Academe

On Tantrum-Throwers and Rabble-Rousers

On Tantrum-Throwers and Rabble-Rousers
Statement Read at the University Council Meeting
17 February 2020
UP Diliman

 

Mr. Chancellor:

 

Thank you for indulging me these few minutes of the Council’s time. Having served for some years as this university’s spokesman, today I speak for myself. But I will also presume to speak for most if not all of our colleagues in congratulating you most heartily and thanking you most deeply for your six years of devoted leadership and service to this university. It has been a dynamic but also often difficult six years, marked both by a healthy growth in our resources but also by serious and continuing threats to our viability as an academic community.

We have not always agreed on specific matters, and many here, I’m sure, will recall some issue they may have had with either wing of Quezon Hall. As a former administrator myself, I know and appreciate the line between the ideal and the necessary that we often have to cross, to the inevitable disappointment of someone.

It is a sign of our resilience that we have been able to surmount most of those differences and disaffections. Those wishing to destroy this University would like nothing better than to divide this community so they could insert themselves into the breach. They would like to paint our disagreements in terms of a conflict between Diliman and the System, or between the University Council and the Board of Regents.

In truth, it has always been a fight between good and bad, between right and wrong, between freedom and repression, between excellence and mediocrity. And there has always been good and bad, right and wrong, excellence and mediocrity, on both sides of any of those aisles.

Those of us on the side of defending UP are unified in the belief that there can be no academic excellence without academic freedom. We can pursue and produce knowledge only because we are free to think, and to express ourselves.

This university’s greatness lies less in its THE or QS scores than in its century-old tradition of speaking truth to power—which some have called a penchant for tantrums, and others rabble-rousing—and you, Mr. Chancellor, have done that tradition proud.

Those who can speak only of the “powers” of administration clearly do not understand and respect our culture of collegiality. Good academic governance has never been about the application of brute power, but of effective persuasion; if it stands to reason, it will be accepted. If not, then all the thunder and lightning from above will not make any self-respecting UP professor agree to what is wrong and unjust.

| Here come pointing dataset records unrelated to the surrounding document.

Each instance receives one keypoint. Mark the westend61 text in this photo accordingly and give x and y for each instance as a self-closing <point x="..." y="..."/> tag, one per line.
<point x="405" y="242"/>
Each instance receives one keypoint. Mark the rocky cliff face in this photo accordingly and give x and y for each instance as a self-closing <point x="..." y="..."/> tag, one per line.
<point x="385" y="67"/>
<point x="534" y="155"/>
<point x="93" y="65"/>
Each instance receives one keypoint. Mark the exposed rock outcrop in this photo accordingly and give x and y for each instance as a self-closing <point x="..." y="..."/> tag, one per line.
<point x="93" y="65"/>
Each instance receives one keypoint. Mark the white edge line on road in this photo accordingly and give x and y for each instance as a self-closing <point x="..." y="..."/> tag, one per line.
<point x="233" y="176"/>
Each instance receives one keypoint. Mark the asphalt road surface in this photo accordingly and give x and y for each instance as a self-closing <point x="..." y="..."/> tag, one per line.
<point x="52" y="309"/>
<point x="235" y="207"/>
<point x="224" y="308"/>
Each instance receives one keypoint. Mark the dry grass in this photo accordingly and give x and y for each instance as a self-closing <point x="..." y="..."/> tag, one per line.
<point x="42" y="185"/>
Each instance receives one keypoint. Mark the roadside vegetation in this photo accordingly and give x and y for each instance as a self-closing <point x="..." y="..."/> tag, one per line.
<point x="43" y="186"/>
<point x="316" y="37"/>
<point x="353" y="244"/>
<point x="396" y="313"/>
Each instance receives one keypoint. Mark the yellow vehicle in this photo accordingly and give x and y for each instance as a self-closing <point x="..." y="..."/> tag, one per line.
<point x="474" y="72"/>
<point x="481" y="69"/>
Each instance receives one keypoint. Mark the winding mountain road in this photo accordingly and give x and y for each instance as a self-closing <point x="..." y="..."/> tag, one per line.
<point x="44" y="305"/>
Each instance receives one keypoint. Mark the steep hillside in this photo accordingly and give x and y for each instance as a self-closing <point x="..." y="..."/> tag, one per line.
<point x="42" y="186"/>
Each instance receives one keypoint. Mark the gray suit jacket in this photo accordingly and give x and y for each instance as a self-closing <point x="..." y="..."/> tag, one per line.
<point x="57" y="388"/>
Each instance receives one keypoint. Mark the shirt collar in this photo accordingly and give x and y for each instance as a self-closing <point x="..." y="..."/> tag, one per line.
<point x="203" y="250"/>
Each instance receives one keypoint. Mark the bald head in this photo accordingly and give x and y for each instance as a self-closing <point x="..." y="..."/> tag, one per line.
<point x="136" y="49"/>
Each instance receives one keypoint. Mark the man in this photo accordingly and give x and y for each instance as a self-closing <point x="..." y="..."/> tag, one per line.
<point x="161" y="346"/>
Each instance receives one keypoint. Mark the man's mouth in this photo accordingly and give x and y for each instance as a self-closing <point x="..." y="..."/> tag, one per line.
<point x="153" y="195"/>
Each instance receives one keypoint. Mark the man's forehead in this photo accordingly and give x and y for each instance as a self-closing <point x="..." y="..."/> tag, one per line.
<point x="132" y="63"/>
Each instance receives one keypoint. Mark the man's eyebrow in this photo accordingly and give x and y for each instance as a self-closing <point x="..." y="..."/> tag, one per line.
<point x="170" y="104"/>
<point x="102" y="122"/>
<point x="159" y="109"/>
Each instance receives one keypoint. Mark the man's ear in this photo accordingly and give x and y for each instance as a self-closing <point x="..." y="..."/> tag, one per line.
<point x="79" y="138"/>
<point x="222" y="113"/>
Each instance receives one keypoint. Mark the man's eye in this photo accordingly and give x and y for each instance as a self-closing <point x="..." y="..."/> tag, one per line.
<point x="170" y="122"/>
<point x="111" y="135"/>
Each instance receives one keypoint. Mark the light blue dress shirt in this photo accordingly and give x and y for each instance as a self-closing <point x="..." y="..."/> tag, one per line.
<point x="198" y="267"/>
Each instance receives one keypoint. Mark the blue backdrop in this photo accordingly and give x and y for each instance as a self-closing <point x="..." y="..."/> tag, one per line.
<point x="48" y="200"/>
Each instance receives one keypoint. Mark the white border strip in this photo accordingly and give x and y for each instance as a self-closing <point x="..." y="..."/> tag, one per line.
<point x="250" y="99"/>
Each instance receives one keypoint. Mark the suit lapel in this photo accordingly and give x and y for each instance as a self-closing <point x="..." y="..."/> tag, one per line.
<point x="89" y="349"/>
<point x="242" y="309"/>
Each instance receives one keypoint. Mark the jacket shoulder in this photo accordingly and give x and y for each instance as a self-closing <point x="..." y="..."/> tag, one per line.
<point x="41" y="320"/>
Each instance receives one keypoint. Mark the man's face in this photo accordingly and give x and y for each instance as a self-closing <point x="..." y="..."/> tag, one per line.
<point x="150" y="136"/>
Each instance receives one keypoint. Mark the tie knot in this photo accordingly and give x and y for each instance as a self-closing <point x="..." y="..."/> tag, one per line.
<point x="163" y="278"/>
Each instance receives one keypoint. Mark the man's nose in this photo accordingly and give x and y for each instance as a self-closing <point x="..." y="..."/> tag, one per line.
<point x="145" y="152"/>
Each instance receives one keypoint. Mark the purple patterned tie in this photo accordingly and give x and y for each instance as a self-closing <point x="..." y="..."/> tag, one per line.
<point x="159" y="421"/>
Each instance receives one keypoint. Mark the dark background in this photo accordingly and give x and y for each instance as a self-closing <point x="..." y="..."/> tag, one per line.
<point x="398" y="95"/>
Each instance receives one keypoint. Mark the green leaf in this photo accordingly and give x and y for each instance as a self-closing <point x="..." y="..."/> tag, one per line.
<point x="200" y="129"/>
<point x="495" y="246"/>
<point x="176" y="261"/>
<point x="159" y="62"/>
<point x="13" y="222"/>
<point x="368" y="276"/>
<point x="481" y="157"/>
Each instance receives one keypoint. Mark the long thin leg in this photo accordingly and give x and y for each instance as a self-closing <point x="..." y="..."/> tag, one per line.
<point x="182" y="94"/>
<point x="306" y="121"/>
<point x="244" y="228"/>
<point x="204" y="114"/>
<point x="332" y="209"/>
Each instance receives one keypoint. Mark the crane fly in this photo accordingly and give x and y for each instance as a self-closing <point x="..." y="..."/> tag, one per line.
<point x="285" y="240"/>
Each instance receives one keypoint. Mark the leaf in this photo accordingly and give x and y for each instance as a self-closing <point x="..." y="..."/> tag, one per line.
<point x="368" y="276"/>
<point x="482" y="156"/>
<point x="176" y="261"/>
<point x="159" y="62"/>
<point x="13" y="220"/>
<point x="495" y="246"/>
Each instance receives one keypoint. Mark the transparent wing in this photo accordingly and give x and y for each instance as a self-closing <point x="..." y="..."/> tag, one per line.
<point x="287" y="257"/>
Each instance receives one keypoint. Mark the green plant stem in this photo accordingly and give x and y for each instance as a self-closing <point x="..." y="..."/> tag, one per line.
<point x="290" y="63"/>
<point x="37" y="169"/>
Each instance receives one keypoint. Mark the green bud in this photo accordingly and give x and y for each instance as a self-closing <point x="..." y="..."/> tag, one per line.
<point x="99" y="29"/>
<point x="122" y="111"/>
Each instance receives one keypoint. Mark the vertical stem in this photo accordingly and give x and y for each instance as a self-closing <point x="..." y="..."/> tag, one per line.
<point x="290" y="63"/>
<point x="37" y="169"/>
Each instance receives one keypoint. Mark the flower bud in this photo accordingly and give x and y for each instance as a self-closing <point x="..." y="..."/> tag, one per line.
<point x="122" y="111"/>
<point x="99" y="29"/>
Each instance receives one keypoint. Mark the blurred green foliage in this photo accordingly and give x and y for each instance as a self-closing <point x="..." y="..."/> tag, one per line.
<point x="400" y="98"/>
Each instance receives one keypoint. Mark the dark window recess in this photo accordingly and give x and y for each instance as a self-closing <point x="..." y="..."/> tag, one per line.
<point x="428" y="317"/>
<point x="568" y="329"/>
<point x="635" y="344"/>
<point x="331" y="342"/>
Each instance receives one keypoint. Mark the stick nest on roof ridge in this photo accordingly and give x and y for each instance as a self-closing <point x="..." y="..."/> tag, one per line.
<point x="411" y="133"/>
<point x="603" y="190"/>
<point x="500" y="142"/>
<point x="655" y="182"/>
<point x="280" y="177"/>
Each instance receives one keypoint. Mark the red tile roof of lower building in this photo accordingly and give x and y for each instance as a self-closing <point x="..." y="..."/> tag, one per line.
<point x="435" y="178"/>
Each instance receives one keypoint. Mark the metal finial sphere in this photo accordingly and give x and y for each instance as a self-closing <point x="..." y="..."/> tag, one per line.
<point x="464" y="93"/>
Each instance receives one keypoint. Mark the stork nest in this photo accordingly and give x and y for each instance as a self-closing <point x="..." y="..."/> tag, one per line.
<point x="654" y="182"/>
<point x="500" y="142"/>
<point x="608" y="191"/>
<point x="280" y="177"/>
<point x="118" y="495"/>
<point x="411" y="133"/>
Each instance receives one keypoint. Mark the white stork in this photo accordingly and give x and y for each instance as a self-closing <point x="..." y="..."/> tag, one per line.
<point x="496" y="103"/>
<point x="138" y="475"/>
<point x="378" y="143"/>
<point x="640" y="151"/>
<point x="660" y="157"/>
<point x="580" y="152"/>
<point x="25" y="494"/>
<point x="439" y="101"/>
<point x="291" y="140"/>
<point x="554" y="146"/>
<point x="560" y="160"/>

The real tantrum-throwers and rabble-rousers are those who rant and curse mindlessly on Facebook and Twitter like they owned this place and know better than our collective wisdom. We cannot be intimidated by such vagrants drunk with the presumed powers of an office they will hold for but a few years; we are professors for life. It is us, not they, who will write the history of this institution, and the reckoning will not be kind to the purveyors and protectors of mediocrity.

That history, Mr. Chancellor, will note that in these troubled times, you have exhibited firm moral leadership, demonstrating through this Council that Filipinos at their best must have not only an intellect but a conscience—and the courage to lend their voices to that conscience.

In electing your worthy successor, the Board has shown reason for hope by manifesting a progressive aspect that we can only appreciate and encourage. If we speak as one, with patience and reason, they will listen, aware that we are all accountable less to transient authority than to history itself.

Thank you, Chancellor Mike, for your principled and faithful service. Take a well-deserved break, and I look forward to having you join us soon in these seats reserved for tantrum-prone elders.

Maraming salamat, mabuhay kayo, mabuhay and inyong kapalit na si Chancellor Nemenzo, at mabuhay ang Unibersidad ng Pilipinas.